Pero ocurre que el presidente Hollande, socialista, promulgador del matrimonio para todos, jamás se ha casado, pese a haber procreado cuatro hijos, en 25 años de amasiato con su anterior compañera, Segolene Royal, candidata presidencial derrotada en 2007. Tampoco llegó a contraer  nupcias con Valerie, su última concubina. Por lo tanto, en rigor, es soltero y legalmente libre para correteos sentimentales. Por añadidura, los 66 millones de franceses están acostumbrados a tolerar las infidelidades de sus soberanos desde Luis XV hasta el presidente Félix Faure (1885-1889), quien luego de gozar una agitada felación extramarital pasó a la eternidad con satisfecha sonrisa de beatitud. Más tarde, no causó asombro que en el entierro de François Mitterrand aparecieran llorando su muerte dos viudas perfectamente dolientes, ni que el antiguo presidente Valery Giscardd’ Estaign revelara en un libro su aventura con la princesa Diana.

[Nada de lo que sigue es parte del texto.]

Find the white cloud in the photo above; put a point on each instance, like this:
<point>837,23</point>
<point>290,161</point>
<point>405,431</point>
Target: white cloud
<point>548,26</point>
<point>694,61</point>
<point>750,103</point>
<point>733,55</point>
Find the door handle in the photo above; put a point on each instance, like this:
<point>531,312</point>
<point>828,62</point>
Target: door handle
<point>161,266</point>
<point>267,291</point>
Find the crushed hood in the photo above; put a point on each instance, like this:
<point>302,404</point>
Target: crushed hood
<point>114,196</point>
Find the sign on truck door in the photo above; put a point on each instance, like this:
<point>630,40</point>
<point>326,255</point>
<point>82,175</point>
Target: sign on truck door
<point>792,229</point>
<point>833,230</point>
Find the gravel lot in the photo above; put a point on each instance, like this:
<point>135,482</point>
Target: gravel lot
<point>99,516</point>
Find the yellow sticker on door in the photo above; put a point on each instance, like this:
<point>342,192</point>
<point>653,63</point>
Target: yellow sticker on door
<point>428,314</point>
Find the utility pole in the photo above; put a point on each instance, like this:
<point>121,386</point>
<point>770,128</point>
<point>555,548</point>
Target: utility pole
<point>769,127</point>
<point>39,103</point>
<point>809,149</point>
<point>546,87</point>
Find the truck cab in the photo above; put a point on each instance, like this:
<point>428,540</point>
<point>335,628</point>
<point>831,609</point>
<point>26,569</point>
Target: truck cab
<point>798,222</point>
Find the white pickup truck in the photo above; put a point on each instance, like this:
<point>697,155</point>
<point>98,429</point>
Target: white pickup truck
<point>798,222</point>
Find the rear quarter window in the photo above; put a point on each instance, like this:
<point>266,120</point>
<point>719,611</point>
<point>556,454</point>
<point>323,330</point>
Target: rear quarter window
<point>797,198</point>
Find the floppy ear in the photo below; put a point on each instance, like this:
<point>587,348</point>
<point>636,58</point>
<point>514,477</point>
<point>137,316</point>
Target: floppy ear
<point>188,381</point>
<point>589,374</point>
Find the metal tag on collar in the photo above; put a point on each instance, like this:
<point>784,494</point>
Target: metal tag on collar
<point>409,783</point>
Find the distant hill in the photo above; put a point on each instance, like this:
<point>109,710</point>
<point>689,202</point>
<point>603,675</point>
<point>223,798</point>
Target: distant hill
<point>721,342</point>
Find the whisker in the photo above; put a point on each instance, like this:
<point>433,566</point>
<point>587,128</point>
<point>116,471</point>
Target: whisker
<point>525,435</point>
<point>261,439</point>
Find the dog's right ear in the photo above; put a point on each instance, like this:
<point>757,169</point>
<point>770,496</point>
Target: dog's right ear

Con semejantes ejemplos, Hollande comenzó a pensar en alguna excusa, como lo hizo Bill Clinton al afirmar filosóficamente que “oral sex, is no sex” acosado por la relación con su asistente Mónica Lewinsky, o en las explicaciones inventadas por tantos otros mandatarios atrapados en parecidas circunstancias. Fue entonces, cuando enfrentándose al espejo, comprobó que no era Dorian Grey, se empapó con lavanda sus rosadas mejillas y le vino a la memoria la sabia reflexión de Henry Kissinger, asegurando que “el mejor afrodisiaco es el poder”, y liberado ya de sus urgencias gracias a sus  deslizamientos noctámbulos, salió presuroso a recibir a Ángela Merkel para discutir el porvenir de Europa. Al verla, comparó el severo rostro alemán de la agobiada estadista con la fresca lozanía de Julie Gayet. La primera le demandaría más austeridad, en cambio, la segunda, le exigiría mayor crecimiento. Hollande, con la sobriedad que lo caracteriza, musitó: “cuán dura es la vida del político”.